Katakanlah: “Siapakah yang memberi rezeki kepadamu dari langit dan bumi, atau siapakah yang kuasa (menciptakan) pendengaran dan penglihatan, dan siapakah yang mengeluarkan yang hidup dari yang mati dan yang mengeluarkan yang mati dari yang hidup dan siapakah yang mengatur segala urusan” Maka mereka (orang-orang musyrik Jahiliyah) menjawab: “Alloh”. Maka katakanlah: “Mengapa kamu tidak bertaqwa (kepada-Nya)?” (QS. Yunus:31)

Oleh karena itulah, seseorang yang meyakini adanya Alloh dan keesaan kekuasaanNya belum disebut orang Islam atau orang beriman, sehingga dia mengimani keesaan uluhiyah Alloh dan beribadah kepadaNya semata dengan mengikuti jalan RosulNya, juga mengimani nama-nama dan sifat-sifat Alloh serta semua yang dibawa oleh RosulNya dari Alloh Subhanahu wa Ta’ala.

Sebagai penutup tulisan ini, kami nukilkan perkataan Syaikhul Islam Ibnu Taimiyah rahimahullah (wafat 728 H), seorang ‘alim yang dikenal kelurusannya di dalam aqidah dan manhaj. Beliau berkata: “Telah diketahui secara pasti di dalam agama dan telah disepakati oleh umat: bahwa fondasi Islam dan yang pertama kali diperintahkan kepada manusia adalah syahadat Laa ilaaha illa Allah dan bahwa Muhammad utusan Alloh. Dengan itulah orang kafir menjadi muslim, musuh menjadi kekasih, orang yang halal darahnya dan hartanya menjadi terjaga darah dan hartanya.
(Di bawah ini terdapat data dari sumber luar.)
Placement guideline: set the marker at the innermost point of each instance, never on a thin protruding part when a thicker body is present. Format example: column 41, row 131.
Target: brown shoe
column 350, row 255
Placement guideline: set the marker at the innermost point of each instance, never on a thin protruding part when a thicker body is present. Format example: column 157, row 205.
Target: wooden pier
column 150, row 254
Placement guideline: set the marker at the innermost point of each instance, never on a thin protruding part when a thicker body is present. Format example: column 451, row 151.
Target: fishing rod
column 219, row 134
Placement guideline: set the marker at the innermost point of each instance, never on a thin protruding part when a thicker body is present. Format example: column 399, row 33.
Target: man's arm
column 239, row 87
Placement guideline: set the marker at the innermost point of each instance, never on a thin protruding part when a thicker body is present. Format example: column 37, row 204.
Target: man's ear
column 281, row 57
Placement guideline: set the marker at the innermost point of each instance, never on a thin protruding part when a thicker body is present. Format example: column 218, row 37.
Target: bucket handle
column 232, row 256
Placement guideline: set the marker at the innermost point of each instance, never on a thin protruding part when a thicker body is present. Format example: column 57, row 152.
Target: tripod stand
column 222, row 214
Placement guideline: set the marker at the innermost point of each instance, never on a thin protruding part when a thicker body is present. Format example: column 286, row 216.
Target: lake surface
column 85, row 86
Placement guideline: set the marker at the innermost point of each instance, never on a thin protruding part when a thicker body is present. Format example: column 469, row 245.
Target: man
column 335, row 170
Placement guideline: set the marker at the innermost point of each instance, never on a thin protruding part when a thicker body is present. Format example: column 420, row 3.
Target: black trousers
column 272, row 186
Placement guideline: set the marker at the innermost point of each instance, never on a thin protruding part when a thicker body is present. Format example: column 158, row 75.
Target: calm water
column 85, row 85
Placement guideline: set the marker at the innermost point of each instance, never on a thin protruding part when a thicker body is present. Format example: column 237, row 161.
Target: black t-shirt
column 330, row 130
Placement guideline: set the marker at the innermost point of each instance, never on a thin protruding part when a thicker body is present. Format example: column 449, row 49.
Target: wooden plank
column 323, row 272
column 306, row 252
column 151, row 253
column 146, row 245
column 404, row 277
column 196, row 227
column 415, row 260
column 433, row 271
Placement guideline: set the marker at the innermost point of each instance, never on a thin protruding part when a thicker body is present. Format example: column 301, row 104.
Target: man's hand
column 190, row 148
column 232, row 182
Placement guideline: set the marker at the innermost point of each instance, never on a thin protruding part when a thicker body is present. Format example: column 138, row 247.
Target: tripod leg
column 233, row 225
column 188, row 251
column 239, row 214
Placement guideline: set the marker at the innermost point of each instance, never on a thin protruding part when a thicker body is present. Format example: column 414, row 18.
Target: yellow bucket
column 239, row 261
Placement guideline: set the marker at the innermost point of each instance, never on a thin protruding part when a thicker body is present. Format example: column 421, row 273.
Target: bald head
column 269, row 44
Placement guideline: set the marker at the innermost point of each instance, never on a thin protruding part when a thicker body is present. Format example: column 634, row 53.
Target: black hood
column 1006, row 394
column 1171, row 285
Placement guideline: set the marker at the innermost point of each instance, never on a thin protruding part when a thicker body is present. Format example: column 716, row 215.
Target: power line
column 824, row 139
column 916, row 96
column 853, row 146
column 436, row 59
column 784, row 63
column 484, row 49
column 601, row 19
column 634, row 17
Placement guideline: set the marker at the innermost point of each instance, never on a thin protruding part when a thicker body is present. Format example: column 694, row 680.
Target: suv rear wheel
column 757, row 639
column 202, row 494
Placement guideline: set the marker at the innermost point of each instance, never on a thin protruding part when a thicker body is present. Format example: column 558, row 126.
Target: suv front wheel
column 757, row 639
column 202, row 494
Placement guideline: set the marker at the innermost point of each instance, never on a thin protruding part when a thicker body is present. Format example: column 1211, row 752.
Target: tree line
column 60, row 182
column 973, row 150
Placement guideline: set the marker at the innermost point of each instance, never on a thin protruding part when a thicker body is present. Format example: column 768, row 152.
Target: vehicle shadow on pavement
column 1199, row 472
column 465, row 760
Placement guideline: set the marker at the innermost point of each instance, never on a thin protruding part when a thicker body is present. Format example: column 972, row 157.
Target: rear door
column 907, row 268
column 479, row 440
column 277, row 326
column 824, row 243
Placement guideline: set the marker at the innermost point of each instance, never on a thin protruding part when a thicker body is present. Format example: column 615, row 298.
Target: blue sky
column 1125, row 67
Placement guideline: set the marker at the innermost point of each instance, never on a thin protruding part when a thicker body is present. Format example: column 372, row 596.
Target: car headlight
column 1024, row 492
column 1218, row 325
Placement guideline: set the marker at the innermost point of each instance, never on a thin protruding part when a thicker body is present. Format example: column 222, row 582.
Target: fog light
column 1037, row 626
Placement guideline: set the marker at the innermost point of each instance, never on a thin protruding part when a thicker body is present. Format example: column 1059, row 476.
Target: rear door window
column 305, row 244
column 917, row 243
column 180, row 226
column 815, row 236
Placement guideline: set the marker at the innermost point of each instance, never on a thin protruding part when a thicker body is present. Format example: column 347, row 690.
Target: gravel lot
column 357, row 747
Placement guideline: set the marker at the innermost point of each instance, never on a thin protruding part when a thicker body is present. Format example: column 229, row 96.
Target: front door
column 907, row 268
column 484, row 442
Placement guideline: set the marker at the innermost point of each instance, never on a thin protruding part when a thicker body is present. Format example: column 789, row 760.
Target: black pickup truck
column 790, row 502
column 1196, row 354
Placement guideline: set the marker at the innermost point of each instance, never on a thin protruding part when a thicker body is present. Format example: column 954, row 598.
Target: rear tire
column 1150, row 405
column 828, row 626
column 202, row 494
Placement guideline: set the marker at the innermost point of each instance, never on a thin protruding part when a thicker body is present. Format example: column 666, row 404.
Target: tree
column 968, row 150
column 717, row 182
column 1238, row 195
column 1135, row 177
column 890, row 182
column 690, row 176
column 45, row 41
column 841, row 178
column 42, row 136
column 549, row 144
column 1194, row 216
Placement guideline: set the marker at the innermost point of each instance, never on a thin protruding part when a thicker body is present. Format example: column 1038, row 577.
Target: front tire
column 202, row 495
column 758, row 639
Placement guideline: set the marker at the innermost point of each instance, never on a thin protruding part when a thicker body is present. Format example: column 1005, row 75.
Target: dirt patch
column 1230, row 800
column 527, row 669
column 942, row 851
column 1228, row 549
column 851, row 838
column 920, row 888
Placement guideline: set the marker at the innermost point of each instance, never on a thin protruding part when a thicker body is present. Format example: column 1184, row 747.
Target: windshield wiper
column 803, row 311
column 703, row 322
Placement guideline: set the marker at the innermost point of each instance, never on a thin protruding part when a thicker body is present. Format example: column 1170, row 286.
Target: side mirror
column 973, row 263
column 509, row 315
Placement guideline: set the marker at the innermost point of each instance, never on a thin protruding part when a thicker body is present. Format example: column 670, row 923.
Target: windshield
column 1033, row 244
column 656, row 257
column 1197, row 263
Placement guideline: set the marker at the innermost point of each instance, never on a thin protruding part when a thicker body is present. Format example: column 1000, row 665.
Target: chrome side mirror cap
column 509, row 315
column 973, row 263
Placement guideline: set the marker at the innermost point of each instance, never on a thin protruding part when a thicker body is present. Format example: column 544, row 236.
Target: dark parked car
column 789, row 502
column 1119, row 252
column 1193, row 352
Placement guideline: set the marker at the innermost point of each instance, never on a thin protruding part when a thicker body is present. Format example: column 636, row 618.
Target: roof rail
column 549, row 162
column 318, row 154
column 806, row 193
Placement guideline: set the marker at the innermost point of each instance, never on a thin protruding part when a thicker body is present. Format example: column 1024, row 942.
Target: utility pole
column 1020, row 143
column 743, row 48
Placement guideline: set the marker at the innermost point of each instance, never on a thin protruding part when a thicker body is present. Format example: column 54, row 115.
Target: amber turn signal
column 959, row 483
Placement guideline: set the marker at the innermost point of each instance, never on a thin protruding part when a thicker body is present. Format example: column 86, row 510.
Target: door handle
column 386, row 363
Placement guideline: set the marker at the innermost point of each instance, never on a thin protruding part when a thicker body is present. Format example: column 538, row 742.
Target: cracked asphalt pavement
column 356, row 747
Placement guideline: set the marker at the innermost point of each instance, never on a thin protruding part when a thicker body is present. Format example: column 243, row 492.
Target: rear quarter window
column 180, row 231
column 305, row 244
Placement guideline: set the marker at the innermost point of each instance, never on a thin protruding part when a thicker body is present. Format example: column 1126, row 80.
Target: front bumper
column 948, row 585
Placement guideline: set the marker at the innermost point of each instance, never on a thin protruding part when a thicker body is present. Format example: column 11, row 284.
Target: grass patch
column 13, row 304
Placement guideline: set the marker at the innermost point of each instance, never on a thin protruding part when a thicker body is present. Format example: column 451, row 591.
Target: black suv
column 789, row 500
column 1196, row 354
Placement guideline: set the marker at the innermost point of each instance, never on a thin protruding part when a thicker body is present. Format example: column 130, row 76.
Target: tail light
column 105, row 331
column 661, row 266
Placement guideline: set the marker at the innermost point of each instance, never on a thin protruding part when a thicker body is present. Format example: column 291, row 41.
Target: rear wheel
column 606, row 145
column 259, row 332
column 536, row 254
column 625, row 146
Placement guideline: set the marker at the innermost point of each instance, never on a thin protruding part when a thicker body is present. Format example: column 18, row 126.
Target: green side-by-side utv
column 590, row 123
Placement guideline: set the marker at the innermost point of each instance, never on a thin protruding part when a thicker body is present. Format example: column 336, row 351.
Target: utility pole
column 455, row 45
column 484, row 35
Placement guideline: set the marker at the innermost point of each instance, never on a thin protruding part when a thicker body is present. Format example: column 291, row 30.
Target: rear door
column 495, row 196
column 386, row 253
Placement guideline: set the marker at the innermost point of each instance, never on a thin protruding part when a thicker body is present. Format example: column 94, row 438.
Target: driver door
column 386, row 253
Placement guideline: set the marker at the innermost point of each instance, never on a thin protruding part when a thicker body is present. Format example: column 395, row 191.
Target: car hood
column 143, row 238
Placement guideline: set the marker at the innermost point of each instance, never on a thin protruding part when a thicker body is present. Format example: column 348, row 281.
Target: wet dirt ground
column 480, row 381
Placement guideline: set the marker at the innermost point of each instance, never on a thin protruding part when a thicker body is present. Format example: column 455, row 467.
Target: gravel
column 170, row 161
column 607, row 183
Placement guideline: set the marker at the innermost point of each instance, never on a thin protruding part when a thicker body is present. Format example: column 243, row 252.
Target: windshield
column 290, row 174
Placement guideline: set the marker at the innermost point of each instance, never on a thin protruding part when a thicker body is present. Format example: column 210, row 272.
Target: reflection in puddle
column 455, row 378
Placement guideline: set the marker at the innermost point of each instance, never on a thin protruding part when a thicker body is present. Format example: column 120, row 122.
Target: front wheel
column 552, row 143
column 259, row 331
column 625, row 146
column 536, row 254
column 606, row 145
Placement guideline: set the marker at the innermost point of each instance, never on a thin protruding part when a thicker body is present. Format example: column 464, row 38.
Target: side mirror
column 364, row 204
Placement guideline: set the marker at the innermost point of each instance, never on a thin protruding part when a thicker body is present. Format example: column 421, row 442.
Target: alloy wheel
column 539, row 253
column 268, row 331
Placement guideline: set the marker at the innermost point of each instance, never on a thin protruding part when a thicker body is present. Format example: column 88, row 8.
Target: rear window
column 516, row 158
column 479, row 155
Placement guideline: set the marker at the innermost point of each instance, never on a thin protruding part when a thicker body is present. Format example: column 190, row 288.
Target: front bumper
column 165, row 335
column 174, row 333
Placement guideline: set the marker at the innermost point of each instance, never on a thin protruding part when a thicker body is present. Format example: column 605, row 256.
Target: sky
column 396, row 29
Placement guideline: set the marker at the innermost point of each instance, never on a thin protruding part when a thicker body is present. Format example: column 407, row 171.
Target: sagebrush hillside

Kemudian jika dia bersyahadat itu dari hatinya, maka dia telah masuk ke dalam iman. Jika dia mengucapkannya dengan lidahnya tanpa hatinya, maka dia berada pada Islam secara lahiriyah, namun tanpa iman pada batinnya.

Adapun jika dia tidak mengucapkan syahadat, padahal mampu, maka dia kafir secara lahir batin dengan kesepakatan umat Islam, menurut Salaf (orang-orang dahulu) umat ini, imam-imamnya, dan mayoritas ulama”. (Kitab Fathul Majid, hlm: 73, karya: Syaikh Abdurrahman bin Hasan Alu Syaikh, penerbit: Dar Ibni Hazm)

Inilah mudah-mudahan bermanfaat. Semoga Alloh selalu membimbing kita di atas jalan yang lurus.